Island Blog – Noticing

It’s been a few weeks now, this lockdown thingy and I notice changes inside my head. Looking at what was and at what is present me with two different views of the same thing. Funny that. Back then, when I clucked through my routine life with a hen-like disinterest of my surroundings, I had no idea there was such depth to a life. Well, I suppose I did, but chose not to poke my head over the edge in case I fell into the dark. There were things to do, tasks to begin and complete and to a high (ish) standard but I didn’t really notice how I did them, nor why. The things I did notice were, if I’m honest, viewed through a negative lens. The arduous drudge of whatever chore awaited my attention denied me the excitement of options. For instance, I always washed clothes on a low energy almost cold 30 minute cycle. I never thought about it, just turned the dial and pressed play. Now I consider the pile of washing, separating the sheets from the synthetics, put on my specs, hunker down and think about what cycle to kickstart. It has brought a wild burst of fun to my life and this freedom of choice around dirty laundry has led me to notice a whole load of other things. The tasks have not changed, the routine is still in place, but I have come like the tooth fairy to swap old dentin for a shiny new sixpence.

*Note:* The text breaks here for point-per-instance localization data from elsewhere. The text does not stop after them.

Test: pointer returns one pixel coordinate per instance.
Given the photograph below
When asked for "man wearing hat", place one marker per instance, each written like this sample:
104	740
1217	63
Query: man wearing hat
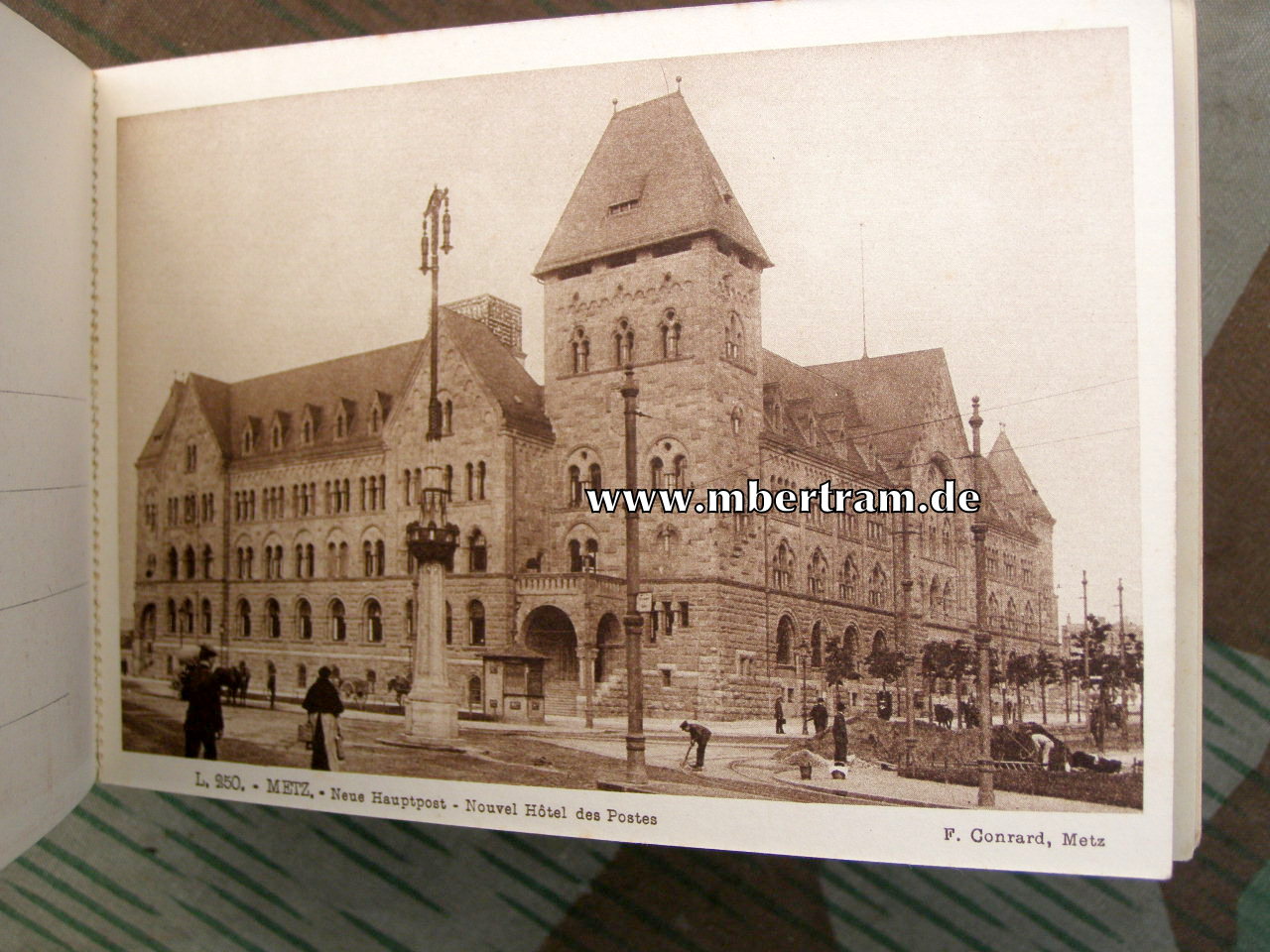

Noticing things can be momentarily upskittling. Because the house is so quiet now, I can hear it breathe, hear the scurryings and creaks, the sound of the wind through a crack. A sudden flash of movement in a corner could be an old ghost feeling welcome. It isn’t just me who sees it. The dog does too. I watch her look up quickly then move slowly over to where I saw movement, to sniff around. Dust has changed too. When I had cleaners every fortnight, the dust was brazen. Look at me, all thick and sticking to everything, dust-motely floating in streaks of sunlight, turning white things a tawdy brown! Look at me!!! I see you, I saw you, but where are you now, now that I am cleanerless and with a merry lack of dusters in my box of cloths? I don’t see you anywhere and, going by your past behaviour, it should be impossible by now to open the sitting room door, let alone breathe deeply.

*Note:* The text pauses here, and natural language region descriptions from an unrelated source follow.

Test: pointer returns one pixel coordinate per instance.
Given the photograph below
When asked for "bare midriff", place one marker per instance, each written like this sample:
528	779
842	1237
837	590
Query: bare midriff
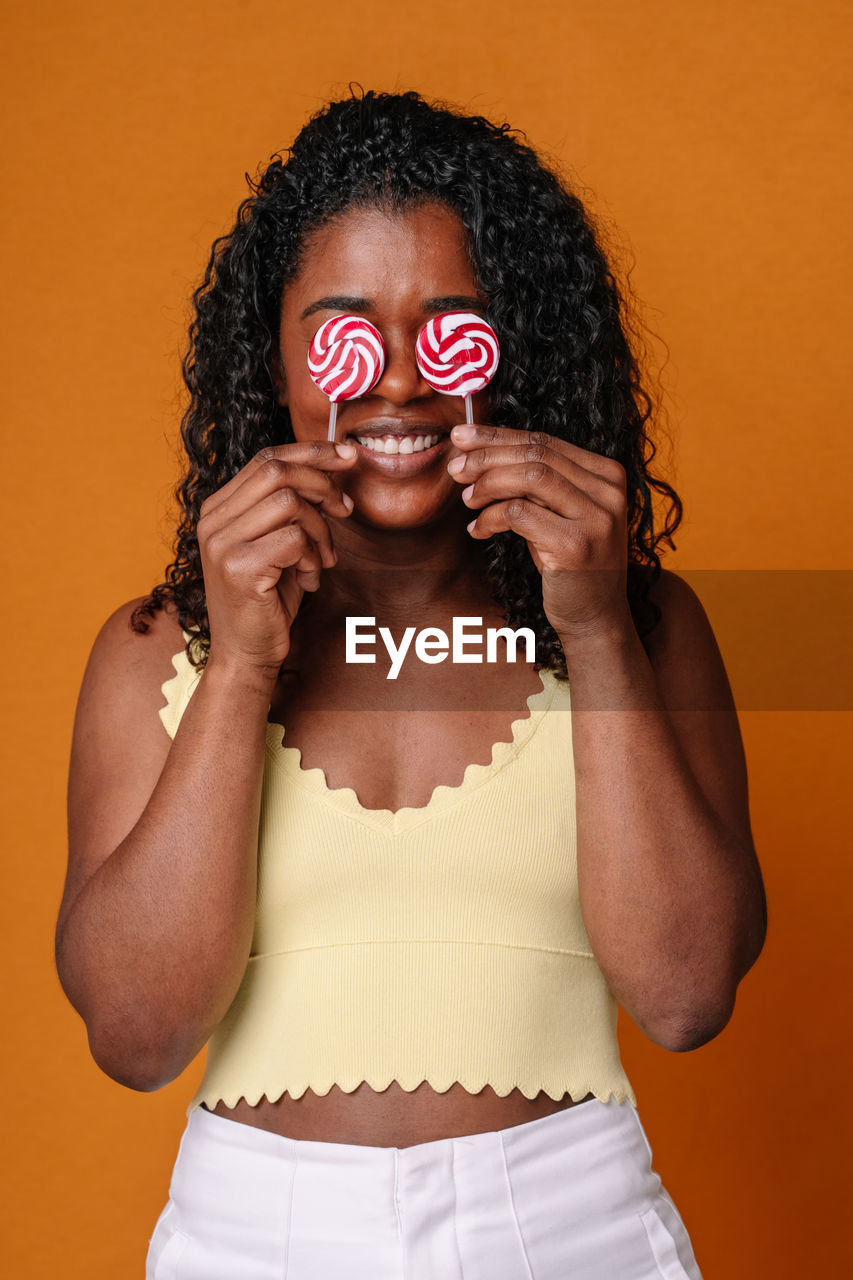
395	1118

Noticing and not noticing brings a very interesting switch of womanly tactics. Where I had to brace myself, like Effie, for some unpleasant chore, I barely think about it now and, much like the giddy excitement I feel as I decide which wash cycle to employ, I am curious to learn a good deal more. When I sweep the endless supply of crumbs from the floors I paint a design with my broom. I consider its potential for flight, but it’s not a besom so I doubt it has much, and, besides, I think my flying days are over. But what I just don’t understand is why this lockdown/slowdown time is effecting such dramatic change for so many of us. Despite the threat this virus still poses, and for some long time to come, the stopping of Routine is having a profound influence on all people. Doing old things differently, seeking out new things to do, brings them all to our attention. To ask Why Am I Doing This? may never have crossed our minds, minds numbed by what we thought was normal, minds dull as hens, clucking our way through the days and weeks, questioning nothing and overly hysterical should someone pinch our grain. Now, forced onto the wasteland we have to pay attention.

I know, of course I do, that not everyone can get excited about a shift in washing cycles, but there will be little things to question, notice and change. Children always ask Why when told to do something. Somewhere in that ghastly and painful process of growing up, our Why gets lost. Asking why, even of self, is to notice, to be mindful. It is also poking your head over the edge to look into the dark. But, as eyes grow accustomed to it, lights shine, contours reveal themselves and there is shape and texture to appreciate. And I always find it isn’t deep at all. I can let my arm sink into the dark, feel it cool on my skin, run my fingers through it. I cannot hold it, cannot grab a handful for closer study, but it is strong and powerful despite its lack of substance. And, when I turn back to whatever nonsense I plan for my day, the light is brighter, the air clearer, the dust silent and best of all I have the time to notice everything, every thought, every action, each precious living minute.